# What is the computational complexity of Newton Raphson method to find square root.

I am not a math student, so I don’t fully understand the complexity as mentioned on Wiki for Newton Raphson method for finding square root. But I wrote a computer program for Newton-Raphson’s method and tried to run on increasing values.

/*Code Snippet */
x = n = 100;
y = 1
i = 0;
while x > y:
x = (x+y)/2
y = n/x
i = i + 1
print "Iterations for convergence: ", i


Values: ( All log values are base 2)*

N=10000 , Iterations : 9 , log(N) = 13.28

N=100000000 , Iterations : 16 , log(N) = 26.57

N=10000000000000000 , Iterations : 30 , log(N) = 53.15

…..and so on…..Assuming the 2 division takes constant value , is the complexity of the method less than log(N)? Atleast that is what I could see from my values. Can someone please try to answer in layman terms if NR method is less than logN or it is greater than equal to logN. You can assume for perfect squares for now.

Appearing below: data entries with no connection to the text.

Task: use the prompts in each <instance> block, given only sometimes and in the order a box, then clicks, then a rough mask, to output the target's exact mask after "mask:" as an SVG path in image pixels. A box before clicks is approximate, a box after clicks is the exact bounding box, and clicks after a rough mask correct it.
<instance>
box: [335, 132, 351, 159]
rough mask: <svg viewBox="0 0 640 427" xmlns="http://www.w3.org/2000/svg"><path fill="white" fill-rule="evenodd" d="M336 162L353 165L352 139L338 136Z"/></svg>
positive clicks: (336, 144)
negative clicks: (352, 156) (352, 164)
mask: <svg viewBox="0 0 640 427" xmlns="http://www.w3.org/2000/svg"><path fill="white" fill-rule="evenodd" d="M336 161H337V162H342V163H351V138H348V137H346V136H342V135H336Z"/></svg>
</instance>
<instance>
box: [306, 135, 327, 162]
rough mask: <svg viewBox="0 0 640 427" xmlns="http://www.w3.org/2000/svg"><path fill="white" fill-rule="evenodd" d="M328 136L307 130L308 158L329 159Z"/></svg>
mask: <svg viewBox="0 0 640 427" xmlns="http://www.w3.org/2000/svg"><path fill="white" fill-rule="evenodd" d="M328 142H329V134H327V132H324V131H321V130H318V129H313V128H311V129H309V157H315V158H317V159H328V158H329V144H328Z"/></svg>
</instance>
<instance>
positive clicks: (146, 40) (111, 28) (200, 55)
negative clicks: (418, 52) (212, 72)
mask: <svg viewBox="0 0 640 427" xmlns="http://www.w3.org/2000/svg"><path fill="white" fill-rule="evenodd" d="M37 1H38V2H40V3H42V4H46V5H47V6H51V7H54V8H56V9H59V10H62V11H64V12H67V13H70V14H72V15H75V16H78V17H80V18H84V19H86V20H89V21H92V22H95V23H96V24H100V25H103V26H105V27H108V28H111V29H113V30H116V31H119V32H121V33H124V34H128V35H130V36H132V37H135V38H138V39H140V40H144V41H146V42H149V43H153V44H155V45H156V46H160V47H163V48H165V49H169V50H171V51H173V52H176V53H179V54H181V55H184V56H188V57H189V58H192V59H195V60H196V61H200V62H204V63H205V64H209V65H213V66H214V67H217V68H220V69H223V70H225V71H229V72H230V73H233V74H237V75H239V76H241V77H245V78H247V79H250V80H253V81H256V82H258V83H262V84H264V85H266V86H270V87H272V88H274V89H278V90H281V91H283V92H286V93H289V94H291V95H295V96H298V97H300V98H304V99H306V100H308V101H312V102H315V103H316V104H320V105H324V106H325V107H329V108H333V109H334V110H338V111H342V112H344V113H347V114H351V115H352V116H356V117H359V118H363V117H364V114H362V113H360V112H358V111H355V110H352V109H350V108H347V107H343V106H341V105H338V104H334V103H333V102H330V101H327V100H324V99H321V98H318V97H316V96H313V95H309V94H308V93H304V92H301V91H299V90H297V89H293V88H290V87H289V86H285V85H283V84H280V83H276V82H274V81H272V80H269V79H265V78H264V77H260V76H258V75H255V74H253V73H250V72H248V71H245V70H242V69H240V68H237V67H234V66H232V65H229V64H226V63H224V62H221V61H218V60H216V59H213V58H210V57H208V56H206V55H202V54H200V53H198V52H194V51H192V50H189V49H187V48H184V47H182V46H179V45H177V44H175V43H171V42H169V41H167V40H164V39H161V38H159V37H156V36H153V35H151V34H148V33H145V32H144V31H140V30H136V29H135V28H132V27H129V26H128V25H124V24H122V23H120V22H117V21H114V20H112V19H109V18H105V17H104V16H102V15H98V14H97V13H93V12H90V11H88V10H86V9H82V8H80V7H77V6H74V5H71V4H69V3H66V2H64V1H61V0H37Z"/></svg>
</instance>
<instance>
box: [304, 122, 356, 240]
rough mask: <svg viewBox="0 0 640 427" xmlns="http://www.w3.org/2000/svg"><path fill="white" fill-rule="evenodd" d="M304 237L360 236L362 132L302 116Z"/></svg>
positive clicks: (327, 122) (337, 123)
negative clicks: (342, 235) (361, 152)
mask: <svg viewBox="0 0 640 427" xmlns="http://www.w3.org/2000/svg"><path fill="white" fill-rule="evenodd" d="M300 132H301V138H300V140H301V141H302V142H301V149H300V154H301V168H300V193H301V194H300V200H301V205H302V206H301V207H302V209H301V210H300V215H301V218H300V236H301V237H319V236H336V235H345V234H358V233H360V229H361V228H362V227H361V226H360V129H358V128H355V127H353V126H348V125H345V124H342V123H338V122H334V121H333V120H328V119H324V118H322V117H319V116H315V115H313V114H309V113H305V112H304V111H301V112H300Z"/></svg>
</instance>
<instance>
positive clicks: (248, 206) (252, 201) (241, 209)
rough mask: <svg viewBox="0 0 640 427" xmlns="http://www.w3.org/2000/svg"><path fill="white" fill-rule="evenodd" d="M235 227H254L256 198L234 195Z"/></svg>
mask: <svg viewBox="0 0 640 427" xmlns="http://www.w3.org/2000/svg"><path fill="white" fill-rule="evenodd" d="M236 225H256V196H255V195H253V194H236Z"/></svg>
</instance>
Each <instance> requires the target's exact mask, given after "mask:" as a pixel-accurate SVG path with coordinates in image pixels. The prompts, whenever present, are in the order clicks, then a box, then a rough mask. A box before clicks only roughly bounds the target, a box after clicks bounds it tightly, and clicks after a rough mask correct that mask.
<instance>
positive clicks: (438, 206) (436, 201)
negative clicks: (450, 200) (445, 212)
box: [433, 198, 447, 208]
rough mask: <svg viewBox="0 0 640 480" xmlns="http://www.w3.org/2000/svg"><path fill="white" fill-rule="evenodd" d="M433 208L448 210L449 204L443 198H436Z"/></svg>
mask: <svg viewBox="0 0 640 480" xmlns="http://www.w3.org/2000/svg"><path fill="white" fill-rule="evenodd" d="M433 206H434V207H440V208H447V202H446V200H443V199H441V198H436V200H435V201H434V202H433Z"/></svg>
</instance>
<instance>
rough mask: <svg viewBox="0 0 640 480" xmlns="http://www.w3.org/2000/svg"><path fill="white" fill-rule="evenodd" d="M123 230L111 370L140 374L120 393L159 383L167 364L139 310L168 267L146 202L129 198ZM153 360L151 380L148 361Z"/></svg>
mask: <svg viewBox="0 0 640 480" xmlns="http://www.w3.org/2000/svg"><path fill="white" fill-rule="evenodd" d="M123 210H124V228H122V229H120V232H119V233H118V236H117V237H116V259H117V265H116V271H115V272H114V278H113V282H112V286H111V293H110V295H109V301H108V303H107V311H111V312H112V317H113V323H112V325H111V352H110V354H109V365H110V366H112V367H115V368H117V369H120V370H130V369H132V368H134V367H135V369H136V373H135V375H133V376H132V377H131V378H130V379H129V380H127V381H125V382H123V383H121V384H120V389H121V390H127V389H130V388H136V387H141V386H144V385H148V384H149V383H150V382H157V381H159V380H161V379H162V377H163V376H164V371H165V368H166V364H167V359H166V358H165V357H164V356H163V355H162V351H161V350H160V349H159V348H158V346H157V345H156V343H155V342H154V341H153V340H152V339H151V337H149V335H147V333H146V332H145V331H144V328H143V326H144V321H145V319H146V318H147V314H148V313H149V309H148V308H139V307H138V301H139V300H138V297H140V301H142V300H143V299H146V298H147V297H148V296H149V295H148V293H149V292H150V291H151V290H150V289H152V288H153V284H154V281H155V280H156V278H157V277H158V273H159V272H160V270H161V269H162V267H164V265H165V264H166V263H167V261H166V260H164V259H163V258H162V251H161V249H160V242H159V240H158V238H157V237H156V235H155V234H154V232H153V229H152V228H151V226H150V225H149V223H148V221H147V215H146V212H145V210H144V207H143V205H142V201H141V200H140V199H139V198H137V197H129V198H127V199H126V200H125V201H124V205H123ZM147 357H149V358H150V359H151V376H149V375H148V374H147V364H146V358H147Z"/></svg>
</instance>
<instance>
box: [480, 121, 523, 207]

• I do not know the exact complexity, but considering that each iteration roughly doubles the number of correct digits, the complexity should be near $O(log(N))$ Jul 20, 2016 at 18:25
• @Peter I disagree. The number of correct digits roughly doubles once you are within a neighorhood of the solution (e.g. you have one correct digit). When you are far away the situation is more specific to this particular method rather than the general theory of Newton's method.
– Ian
Jul 21, 2016 at 0:20

It depends on how good your initial guess is. In your program, you take an initial guess of $$x=N$$. Consequently there will be an initial period where $$x/2$$ is way bigger than $$N/x$$, so that the method is essentially just cutting the number in half over and over. So it will take roughly $$\log_2(N/\sqrt{N})=1/2 \log_2(N)$$ steps to get to within some fixed neighborhood of $$\sqrt{N}$$. Then there will be a "convergence" period, which takes a number of steps that really only depends on the tolerance, not on $$N$$. Adding these together will give a number of steps that scales like $$\log_2(N)$$ as $$N \to \infty$$ (for a fixed relative tolerance) but is not directly proportional to $$\log_2(N)$$.

That said, there are better initial guesses. For instance, on a normal computer, you are given $$N$$ in the form $$N=a 2^k$$ where $$a$$ is between $$1$$ and $$2$$ (including $$1$$, not including $$2$$) and $$k$$ is an integer. In other words this representation is given to you by the machine with no additional work.

In this case you can take your initial guess to be $$2^{\lfloor k/2 \rfloor}$$ where $$\lfloor x \rfloor$$ denotes the greatest integer less than $$x$$. Then your initial guess is within a factor of $$4$$ of the desired answer, so that initial "halving" period will only take $$O(1)$$ time. In fact by precomputing $$\sqrt{2}$$ you could do even better: $$\sqrt{a2^k}=\sqrt{a}2^{k/2}=\begin{cases} \sqrt{2} \sqrt{a}2^{\lfloor k/2 \rfloor} & k \text{ is odd } \\ \sqrt{a} 2^{\lfloor k/2 \rfloor} & k \text{ is even } \end{cases}$$, so now your routine can be reduced to just finding a square root of a number in $$[1,2)$$.

• Binary search is also $\log_2(N)$. How is newton's method faster than binary search? @Ian Jan 21, 2019 at 2:50
• @qkhhly Starting from far enough away it isn't. It is only better once your guesses are already pretty good.
– Ian
Jan 21, 2019 at 2:51

The average theoretical complexity is $log_2(N)$. However, two notes:

$log_2(N)$ is just the highest order term. The actual number of steps to convergence might be:

constant term + coefficient*$log_2(N)$

Secondly, there can be some nuance about the exact floating point computations, etc. where convergence might occur a step sooner or later, before x and y converge to within "machine epsilon" (i.e. so close that they can't be distinguished).

Basically, don't worry. The number of steps to convergence roughly follows $log_2(N)$. If you did more iterations, it would more perfectly fit $log_2(N)$.